As you’ve probably heard, tuneful talent is kind of Seattle’s thing. From the hopping jazz age through the groovy 60s, the early days of hip-hop, the rise of grunge, and the chart toppers of today, there is no shortage of local icons who have carved their legacies onto Emerald City stages.

But who would go on your own Seattle Music Mt. Rushmore? (Or Mt. Rainier, if you’d prefer.)

The finalists

Rock on, Emerald City. You gave us great choices.

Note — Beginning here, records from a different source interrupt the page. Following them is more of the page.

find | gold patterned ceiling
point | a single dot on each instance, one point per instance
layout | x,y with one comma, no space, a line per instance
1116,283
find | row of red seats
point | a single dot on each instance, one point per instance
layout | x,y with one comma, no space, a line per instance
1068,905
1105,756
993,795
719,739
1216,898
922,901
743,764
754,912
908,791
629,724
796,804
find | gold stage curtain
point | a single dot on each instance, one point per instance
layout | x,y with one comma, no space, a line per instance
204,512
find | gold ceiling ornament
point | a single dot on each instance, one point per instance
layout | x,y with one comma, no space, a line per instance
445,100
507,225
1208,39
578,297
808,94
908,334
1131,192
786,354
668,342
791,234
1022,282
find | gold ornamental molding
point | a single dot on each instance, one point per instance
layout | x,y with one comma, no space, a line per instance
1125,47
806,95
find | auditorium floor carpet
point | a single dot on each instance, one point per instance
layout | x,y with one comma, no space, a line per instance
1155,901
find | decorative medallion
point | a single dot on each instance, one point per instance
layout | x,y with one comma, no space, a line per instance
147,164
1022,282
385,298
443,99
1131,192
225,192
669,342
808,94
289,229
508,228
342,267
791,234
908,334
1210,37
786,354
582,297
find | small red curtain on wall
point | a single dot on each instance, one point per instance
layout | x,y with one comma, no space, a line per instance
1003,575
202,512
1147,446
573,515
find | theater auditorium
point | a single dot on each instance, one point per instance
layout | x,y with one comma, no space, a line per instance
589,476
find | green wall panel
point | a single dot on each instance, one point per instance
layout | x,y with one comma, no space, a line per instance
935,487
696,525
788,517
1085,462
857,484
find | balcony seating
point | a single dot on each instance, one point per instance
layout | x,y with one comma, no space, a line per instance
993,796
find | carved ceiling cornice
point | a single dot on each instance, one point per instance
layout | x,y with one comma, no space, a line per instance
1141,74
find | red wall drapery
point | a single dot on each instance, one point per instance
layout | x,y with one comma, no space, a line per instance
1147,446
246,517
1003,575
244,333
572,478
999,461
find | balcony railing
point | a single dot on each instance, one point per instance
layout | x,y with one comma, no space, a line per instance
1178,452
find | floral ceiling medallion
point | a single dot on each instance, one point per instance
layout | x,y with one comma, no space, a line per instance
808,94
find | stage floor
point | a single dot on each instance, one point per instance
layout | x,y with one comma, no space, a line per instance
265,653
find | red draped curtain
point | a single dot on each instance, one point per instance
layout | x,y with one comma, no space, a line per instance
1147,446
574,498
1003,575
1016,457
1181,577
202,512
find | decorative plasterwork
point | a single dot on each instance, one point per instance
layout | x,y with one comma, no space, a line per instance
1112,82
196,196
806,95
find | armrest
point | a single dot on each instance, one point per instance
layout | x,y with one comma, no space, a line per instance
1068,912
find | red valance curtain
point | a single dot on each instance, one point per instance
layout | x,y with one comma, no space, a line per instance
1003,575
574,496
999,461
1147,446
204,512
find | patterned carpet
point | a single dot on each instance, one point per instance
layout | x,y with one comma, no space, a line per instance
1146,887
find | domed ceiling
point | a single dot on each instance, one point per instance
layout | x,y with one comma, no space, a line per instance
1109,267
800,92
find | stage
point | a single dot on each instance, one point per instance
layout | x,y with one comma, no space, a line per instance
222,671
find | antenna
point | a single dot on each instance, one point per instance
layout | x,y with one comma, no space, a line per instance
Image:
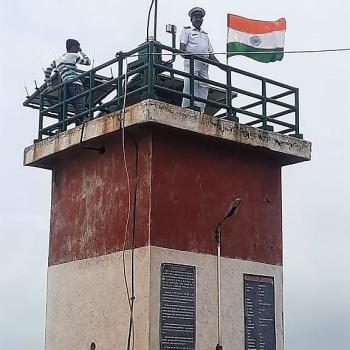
155,20
93,60
25,88
232,210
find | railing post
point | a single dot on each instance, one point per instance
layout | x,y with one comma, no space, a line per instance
264,107
297,134
150,80
231,114
119,82
64,108
91,94
192,82
41,116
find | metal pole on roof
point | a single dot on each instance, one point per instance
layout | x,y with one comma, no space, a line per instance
155,19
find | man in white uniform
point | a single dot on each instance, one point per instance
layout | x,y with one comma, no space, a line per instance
195,40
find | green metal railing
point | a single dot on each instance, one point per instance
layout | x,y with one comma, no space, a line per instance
264,110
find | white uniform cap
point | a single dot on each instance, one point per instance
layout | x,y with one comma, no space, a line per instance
196,9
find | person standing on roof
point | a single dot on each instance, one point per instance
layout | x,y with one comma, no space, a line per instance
66,66
196,41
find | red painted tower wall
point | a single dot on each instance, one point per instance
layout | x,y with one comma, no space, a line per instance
185,184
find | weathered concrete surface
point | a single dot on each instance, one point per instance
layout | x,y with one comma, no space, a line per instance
87,300
291,149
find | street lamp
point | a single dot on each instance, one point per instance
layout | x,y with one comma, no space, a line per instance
231,212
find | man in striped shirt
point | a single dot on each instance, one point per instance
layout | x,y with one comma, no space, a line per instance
66,66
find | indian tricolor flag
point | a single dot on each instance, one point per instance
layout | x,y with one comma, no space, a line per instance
260,40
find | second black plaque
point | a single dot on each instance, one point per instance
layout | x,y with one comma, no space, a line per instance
177,307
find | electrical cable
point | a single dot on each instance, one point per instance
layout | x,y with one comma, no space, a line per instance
131,299
148,20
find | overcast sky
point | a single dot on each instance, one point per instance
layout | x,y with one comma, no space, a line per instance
316,221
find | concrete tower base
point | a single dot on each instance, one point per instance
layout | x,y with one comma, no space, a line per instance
184,169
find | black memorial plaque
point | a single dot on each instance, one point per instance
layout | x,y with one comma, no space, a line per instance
259,313
177,307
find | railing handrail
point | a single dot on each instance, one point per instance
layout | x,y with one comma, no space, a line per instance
151,66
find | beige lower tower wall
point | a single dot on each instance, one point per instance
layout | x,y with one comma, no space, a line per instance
87,302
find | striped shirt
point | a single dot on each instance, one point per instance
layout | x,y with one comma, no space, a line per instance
66,66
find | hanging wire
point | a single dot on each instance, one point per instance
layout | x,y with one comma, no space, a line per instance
149,19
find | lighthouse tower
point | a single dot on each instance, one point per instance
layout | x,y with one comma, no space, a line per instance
133,251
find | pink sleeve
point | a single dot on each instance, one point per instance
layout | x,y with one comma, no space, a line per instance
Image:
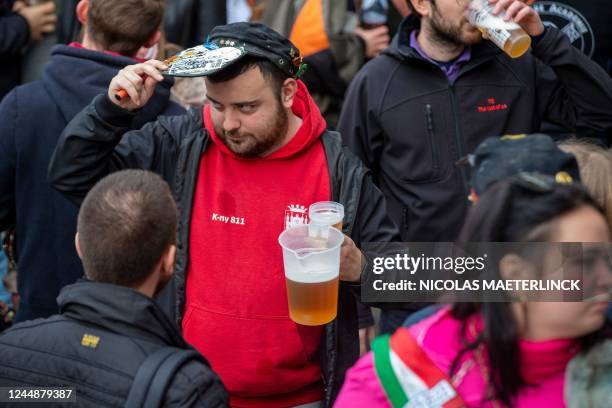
361,387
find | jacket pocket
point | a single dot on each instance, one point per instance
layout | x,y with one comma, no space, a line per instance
415,131
435,154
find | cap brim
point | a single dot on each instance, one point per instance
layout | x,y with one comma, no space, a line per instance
200,61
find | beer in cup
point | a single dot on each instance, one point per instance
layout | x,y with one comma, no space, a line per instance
312,269
507,35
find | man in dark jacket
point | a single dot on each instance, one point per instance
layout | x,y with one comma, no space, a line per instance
17,28
243,169
33,117
108,324
438,91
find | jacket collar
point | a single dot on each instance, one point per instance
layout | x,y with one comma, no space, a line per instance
118,309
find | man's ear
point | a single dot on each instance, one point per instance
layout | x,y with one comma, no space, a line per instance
167,261
288,92
153,40
82,10
77,245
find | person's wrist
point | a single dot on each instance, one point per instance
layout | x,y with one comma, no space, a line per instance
535,39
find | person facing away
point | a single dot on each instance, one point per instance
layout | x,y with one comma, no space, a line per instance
512,353
33,117
439,90
243,168
108,323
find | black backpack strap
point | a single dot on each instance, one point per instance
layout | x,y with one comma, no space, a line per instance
155,374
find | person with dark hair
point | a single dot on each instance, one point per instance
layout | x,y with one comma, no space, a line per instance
439,90
511,353
244,168
33,117
109,325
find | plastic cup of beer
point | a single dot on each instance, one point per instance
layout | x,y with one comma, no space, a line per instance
312,269
507,35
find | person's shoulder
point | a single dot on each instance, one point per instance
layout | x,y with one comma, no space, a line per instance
32,330
196,384
23,96
183,124
379,67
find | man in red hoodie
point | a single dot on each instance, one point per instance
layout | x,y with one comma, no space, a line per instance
243,168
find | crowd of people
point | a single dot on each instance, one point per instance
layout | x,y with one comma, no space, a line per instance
142,264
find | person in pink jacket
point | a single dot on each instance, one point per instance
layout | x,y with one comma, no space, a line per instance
511,354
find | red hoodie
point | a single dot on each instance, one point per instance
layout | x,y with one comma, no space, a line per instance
237,313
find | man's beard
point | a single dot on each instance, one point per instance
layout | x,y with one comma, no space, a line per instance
250,146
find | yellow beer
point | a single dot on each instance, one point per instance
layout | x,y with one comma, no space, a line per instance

Here are the 10 finalists you all can choose from.

  • Jimi Hendrix
  • Kurt Cobain
  • Heart
  • Quincy Jones
  • Brandi Carlile
  • Chris Cornell
  • Sir Mix-a-Lot
  • Macklemore
  • Ben Gibbard
  • Kenny G

Time to cast your ballot. We’ll end the vote at midnight on Tuesday, July 4.

The challenge

With summer concert season in full swing, we’re looking to find out which four local music legends you would immortalize above all others in our imaginary sculpture, replacing the likes of Thomas Jefferson and Teddy Roosevelt (who, truth be told, had no rhythm at all).

A few loose rules before you jot down your list:

  • Each nominee should have strong Seattle roots (either they were born and raised here like Jimi Hendrix, or made their name locally like Kurt Cobain).
  • Though individual performers are preferred, you can nominate a full band if you feel like the group had a major collective impact. Composers like Quincy Jones count, too.
  • Feel free to submit more than one list if so inspired (perhaps by genre) — just know we’re going to eventually chisel things down.

We’ll open the nominees until Sunday, June 25, and then put the top 10 names submitted into a ballot.
The top four vote-getters from that ballot will then be featured in a special newsletter celebrating their achievements, with — of course — visuals of what we think their mountain would look like.

If you need help brainstorming, go ahead and consult online lists of various local musicians (we won’t tell).